Question

A conducting loop of resistance $R$ and radius $r$ has its centre at the origin in a magnetic field $B$. When it is rotated about y-axis through $90^\circ$, the net charge flown in the coil is directly proportional to

• A. B
• B. R
• C. r
• D. r^2

Answer 1

Answer: (A), (D)

A. $B$, D. $r^2$

Answer 2

The net charge flown is given by $q = -\frac{\Delta \Phi}{R}$. The change in magnetic flux is $\Delta \Phi = \Phi_f - \Phi_i$. Initially, the loop is in the xy-plane and the magnetic field is along the x-axis ($\vec{B} = B\hat{i}$). The area vector is $\vec{A}_i = (\pi r^2)\hat{k}$. Thus, the initial flux is $\Phi_i = \vec{B} \cdot \vec{A}_i = 0$. After rotating $90^\circ$ about the y-axis, the loop is in the yz-plane.

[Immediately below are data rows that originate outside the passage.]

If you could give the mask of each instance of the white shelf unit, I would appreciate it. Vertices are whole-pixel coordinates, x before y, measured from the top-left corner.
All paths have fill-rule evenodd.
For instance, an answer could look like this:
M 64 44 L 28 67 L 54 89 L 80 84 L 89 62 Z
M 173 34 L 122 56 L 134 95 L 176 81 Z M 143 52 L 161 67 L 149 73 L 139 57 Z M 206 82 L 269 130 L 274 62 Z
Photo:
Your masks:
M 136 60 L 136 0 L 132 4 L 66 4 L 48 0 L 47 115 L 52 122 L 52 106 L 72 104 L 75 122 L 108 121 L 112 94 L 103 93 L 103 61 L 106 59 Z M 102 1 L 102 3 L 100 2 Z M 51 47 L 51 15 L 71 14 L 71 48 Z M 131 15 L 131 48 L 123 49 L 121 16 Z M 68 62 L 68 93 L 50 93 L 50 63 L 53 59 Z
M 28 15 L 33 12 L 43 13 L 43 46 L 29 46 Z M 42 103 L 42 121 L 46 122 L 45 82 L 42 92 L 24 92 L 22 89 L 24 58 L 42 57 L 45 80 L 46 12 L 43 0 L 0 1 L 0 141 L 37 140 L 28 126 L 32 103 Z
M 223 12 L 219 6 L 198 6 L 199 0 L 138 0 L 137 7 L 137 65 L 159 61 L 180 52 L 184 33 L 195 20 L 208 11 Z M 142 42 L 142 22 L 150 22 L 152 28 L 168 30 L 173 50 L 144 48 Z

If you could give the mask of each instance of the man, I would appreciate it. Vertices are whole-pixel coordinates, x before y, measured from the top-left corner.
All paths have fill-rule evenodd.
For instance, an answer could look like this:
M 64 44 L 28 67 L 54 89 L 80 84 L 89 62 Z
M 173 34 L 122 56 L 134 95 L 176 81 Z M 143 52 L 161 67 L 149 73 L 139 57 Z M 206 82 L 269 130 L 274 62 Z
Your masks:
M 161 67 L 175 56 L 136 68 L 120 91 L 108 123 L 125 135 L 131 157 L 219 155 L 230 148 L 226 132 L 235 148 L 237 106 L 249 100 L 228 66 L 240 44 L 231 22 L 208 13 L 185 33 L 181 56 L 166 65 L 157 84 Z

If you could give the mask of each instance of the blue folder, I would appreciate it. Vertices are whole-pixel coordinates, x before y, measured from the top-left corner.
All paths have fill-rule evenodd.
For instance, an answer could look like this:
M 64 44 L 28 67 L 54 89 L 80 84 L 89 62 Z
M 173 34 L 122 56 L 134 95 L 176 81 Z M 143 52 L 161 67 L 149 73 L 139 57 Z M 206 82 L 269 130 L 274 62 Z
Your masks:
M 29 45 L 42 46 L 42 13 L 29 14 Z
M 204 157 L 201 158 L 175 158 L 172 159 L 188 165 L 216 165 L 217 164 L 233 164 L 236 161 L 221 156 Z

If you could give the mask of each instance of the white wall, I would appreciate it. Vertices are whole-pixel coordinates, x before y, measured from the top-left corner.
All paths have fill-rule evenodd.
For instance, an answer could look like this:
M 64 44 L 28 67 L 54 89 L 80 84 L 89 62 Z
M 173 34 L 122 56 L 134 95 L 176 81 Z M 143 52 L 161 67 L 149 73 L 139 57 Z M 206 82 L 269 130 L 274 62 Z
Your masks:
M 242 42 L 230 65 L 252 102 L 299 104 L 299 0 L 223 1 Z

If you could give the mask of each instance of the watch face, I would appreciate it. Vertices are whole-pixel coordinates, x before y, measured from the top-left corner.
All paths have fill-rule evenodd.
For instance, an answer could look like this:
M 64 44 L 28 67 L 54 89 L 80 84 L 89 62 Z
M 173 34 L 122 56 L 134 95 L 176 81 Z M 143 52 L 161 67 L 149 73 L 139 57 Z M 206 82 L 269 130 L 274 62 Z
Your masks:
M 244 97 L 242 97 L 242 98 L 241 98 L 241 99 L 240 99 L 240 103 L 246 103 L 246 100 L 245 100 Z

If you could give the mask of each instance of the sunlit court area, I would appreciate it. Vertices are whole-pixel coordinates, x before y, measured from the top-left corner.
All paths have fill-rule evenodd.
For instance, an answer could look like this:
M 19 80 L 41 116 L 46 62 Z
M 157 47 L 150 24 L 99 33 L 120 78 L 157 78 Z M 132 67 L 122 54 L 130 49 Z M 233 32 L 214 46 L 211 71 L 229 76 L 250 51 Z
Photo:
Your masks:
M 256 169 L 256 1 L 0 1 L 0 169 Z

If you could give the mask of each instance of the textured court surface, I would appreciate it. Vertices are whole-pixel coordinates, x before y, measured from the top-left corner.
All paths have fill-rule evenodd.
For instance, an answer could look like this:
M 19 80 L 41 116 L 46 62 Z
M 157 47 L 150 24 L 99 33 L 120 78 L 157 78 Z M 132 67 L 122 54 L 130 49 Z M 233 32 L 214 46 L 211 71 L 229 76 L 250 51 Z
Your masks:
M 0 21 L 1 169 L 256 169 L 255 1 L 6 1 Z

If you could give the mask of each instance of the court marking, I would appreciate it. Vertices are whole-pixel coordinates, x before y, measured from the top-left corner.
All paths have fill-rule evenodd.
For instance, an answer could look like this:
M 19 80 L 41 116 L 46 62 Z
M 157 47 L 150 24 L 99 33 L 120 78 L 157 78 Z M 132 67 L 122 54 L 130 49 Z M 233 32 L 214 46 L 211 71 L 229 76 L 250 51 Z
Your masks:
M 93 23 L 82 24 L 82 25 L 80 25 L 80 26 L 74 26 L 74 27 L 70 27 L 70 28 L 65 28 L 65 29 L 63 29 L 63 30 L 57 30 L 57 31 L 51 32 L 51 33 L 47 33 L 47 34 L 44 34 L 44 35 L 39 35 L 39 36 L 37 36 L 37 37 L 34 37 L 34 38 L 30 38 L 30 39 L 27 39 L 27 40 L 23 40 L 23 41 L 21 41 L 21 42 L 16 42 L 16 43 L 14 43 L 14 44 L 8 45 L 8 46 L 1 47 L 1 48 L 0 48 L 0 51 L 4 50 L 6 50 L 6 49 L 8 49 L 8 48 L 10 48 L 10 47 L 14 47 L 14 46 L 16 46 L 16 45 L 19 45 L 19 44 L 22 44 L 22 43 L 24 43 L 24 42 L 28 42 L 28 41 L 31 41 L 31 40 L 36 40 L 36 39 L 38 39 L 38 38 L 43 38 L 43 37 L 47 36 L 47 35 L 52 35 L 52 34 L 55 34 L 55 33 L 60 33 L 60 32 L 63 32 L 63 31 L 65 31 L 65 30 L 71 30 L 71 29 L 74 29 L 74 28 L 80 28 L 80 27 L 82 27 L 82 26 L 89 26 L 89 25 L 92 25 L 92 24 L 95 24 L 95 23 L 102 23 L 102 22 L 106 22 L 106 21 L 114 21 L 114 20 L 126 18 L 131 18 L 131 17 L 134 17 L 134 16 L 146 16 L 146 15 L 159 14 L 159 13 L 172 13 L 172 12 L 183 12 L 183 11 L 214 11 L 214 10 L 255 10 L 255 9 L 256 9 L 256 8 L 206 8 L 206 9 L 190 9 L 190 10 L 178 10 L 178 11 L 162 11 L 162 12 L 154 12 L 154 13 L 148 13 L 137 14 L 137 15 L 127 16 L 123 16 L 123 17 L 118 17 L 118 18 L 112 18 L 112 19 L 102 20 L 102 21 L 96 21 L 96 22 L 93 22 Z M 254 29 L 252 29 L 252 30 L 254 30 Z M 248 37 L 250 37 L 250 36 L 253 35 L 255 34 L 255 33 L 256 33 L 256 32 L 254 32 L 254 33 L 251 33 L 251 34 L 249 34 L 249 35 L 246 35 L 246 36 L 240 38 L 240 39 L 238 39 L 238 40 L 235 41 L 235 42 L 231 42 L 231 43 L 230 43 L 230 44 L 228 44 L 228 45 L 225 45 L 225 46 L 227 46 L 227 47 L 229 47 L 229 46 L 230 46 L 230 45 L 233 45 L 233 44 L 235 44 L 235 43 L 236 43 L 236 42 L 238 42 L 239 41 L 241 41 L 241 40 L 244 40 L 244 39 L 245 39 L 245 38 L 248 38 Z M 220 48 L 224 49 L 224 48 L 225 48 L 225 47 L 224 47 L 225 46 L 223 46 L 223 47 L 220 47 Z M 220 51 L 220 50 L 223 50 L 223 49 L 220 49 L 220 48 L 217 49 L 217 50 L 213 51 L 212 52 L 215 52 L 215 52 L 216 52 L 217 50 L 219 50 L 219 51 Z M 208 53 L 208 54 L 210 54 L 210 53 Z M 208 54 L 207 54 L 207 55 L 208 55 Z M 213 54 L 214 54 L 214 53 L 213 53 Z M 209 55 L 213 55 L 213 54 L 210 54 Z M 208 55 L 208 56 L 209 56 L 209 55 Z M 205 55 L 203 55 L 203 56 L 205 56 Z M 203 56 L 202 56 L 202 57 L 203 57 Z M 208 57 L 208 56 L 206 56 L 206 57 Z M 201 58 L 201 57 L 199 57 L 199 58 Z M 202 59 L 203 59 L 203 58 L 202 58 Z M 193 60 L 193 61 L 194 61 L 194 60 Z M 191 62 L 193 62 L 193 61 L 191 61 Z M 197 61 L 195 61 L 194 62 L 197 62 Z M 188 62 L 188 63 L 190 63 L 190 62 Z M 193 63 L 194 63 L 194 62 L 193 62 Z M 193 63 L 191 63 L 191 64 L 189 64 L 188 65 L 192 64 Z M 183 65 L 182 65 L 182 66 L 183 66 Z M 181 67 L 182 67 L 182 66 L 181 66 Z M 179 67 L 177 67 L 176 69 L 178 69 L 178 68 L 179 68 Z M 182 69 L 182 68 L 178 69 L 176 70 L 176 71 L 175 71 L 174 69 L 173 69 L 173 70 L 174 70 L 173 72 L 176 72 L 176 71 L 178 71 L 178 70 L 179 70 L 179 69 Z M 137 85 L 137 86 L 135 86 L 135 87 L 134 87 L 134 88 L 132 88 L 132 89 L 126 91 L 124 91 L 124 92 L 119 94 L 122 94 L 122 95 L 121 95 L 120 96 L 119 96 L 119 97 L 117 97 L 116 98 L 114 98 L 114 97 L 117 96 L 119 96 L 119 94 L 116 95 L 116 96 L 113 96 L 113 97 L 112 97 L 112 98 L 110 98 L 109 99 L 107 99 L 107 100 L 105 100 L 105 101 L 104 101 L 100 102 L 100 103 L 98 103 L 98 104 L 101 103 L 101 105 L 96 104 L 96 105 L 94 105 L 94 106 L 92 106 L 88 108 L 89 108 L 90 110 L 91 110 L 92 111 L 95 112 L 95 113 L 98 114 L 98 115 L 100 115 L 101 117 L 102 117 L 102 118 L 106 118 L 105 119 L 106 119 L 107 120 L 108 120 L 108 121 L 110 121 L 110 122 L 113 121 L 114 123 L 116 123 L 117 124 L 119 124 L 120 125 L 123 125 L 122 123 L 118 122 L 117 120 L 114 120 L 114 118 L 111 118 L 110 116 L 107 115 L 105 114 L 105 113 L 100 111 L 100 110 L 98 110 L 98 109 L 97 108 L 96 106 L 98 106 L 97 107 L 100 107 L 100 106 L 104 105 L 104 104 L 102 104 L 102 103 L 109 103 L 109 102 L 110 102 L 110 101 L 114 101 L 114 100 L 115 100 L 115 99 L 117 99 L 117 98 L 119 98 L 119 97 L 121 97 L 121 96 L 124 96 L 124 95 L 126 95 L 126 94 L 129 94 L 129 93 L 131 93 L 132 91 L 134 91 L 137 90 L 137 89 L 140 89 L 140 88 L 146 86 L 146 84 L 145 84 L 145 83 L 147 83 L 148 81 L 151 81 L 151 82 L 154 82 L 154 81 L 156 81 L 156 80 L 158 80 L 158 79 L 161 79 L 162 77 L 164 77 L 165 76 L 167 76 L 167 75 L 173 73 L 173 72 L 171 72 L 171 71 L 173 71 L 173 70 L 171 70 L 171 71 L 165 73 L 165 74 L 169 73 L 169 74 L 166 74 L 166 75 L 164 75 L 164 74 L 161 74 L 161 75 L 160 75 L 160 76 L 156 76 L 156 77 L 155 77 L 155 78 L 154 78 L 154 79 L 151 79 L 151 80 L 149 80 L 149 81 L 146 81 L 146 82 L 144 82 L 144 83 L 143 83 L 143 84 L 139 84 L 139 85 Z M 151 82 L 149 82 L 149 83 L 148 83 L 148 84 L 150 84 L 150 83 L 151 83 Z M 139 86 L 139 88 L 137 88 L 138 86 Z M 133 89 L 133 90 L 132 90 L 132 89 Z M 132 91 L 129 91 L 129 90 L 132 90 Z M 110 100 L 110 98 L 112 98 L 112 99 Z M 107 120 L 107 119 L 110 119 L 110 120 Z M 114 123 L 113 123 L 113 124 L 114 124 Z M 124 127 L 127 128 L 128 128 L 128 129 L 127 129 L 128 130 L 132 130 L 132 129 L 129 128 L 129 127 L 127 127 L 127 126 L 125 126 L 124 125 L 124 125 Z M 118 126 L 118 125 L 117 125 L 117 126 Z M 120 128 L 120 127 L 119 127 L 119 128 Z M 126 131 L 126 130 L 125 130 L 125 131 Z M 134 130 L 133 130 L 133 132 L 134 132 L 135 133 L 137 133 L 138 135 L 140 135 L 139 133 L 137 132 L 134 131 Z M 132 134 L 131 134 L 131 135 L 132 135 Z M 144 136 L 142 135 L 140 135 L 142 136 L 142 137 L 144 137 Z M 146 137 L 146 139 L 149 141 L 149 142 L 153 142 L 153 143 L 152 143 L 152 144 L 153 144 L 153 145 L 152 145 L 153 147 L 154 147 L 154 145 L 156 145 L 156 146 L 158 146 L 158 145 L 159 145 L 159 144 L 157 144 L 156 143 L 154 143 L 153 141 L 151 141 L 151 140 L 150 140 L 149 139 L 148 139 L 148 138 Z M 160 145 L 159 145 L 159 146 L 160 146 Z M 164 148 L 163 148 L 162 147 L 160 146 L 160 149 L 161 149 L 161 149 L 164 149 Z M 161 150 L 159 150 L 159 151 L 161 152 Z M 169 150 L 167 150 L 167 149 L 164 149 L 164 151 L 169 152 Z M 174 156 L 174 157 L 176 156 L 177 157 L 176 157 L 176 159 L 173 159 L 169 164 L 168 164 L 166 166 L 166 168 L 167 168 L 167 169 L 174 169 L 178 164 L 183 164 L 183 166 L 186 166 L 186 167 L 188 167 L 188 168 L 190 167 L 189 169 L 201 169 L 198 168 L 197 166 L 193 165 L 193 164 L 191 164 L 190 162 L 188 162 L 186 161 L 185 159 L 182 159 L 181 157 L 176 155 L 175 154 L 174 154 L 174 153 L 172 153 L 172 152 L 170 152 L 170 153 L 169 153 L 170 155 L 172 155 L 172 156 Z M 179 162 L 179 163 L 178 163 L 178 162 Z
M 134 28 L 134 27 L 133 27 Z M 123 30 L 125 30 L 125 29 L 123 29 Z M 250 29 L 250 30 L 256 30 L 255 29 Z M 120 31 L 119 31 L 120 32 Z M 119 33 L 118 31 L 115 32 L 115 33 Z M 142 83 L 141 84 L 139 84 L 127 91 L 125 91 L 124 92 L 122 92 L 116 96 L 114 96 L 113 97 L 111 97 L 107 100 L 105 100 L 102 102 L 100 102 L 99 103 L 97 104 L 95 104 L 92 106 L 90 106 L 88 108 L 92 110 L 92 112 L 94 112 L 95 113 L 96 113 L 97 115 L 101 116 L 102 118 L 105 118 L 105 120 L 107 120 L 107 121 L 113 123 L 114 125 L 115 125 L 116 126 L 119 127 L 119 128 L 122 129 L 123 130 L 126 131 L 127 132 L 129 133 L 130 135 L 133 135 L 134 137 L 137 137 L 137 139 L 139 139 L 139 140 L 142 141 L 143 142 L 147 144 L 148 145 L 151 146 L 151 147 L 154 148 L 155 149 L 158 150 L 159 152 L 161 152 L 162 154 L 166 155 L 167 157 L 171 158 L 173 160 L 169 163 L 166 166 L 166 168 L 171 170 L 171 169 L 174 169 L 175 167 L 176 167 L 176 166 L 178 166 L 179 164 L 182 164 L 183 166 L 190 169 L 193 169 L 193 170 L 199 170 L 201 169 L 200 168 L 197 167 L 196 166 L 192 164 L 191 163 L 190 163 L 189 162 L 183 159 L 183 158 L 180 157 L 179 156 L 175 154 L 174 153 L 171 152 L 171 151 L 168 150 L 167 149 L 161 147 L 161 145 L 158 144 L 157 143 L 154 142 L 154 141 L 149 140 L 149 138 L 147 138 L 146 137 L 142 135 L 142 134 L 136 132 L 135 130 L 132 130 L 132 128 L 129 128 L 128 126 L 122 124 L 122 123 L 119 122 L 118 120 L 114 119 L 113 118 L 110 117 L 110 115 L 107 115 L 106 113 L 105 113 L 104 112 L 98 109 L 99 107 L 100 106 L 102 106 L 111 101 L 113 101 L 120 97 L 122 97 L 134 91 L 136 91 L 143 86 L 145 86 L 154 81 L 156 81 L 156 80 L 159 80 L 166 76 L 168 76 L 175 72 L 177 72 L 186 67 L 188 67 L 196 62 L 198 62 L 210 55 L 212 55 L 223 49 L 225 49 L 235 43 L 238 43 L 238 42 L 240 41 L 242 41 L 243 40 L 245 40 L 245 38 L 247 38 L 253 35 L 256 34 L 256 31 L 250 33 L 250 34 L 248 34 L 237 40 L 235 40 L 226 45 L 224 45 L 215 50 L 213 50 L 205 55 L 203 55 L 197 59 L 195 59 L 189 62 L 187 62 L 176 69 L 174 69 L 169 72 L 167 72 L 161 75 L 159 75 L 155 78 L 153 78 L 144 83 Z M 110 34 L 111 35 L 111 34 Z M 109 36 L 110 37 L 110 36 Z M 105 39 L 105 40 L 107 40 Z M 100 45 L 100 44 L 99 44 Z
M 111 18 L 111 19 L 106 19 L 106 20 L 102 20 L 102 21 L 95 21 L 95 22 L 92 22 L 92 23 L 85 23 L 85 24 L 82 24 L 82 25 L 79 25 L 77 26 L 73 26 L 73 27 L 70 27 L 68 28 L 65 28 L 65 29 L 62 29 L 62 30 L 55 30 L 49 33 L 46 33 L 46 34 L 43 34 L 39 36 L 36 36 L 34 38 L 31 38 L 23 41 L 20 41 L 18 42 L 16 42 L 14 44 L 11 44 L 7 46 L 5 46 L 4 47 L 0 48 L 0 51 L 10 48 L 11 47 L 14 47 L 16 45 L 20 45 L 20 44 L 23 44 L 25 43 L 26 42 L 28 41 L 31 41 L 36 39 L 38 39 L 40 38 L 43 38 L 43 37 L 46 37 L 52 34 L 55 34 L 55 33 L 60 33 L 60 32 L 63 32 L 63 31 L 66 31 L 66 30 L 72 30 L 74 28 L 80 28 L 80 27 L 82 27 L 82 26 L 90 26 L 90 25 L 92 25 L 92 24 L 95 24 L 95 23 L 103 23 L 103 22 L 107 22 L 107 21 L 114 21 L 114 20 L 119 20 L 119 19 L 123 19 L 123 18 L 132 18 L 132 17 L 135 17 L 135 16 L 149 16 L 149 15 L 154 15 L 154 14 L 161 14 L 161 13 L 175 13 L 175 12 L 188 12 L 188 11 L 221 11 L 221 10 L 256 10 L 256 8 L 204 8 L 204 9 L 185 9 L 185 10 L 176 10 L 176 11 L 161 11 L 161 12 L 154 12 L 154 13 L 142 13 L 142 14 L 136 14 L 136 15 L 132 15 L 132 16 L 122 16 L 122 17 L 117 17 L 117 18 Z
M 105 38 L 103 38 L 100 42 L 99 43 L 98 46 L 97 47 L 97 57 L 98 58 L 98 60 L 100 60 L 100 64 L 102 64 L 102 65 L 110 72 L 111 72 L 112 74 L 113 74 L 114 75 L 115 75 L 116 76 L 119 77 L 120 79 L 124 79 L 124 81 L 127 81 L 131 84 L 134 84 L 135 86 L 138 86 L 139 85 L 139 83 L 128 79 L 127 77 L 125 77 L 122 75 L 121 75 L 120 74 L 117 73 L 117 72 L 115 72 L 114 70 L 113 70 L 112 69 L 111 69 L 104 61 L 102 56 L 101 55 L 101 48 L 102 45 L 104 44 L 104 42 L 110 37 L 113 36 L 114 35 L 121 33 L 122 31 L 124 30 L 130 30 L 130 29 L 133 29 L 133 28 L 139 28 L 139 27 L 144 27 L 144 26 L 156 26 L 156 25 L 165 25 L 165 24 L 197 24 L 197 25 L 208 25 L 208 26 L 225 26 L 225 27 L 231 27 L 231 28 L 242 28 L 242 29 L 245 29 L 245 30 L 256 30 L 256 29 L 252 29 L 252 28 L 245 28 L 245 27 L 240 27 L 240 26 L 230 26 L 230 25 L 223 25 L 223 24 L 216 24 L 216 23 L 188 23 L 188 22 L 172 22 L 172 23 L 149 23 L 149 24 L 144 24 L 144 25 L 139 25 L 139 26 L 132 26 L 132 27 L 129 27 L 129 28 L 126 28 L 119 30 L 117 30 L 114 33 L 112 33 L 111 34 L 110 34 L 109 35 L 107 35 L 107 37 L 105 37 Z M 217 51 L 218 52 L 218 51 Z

The area vector becomes $\vec{A}_f = (\pi r^2)\hat{i}$. The final flux is $\Phi_f = \vec{B} \cdot \vec{A}_f = (B\hat{i}) \cdot ((\pi r^2)\hat{i}) = B\pi r^2$. Therefore, $\Delta \Phi = B\pi r^2$. The net charge flown is $q = -\frac{B\pi r^2}{R}$. The magnitude of the net charge flown is $|q| = \frac{B\pi r^2}{R}$. Thus, $|q|$ is directly proportional to $B$ and $r^2$, and inversely proportional to $R$.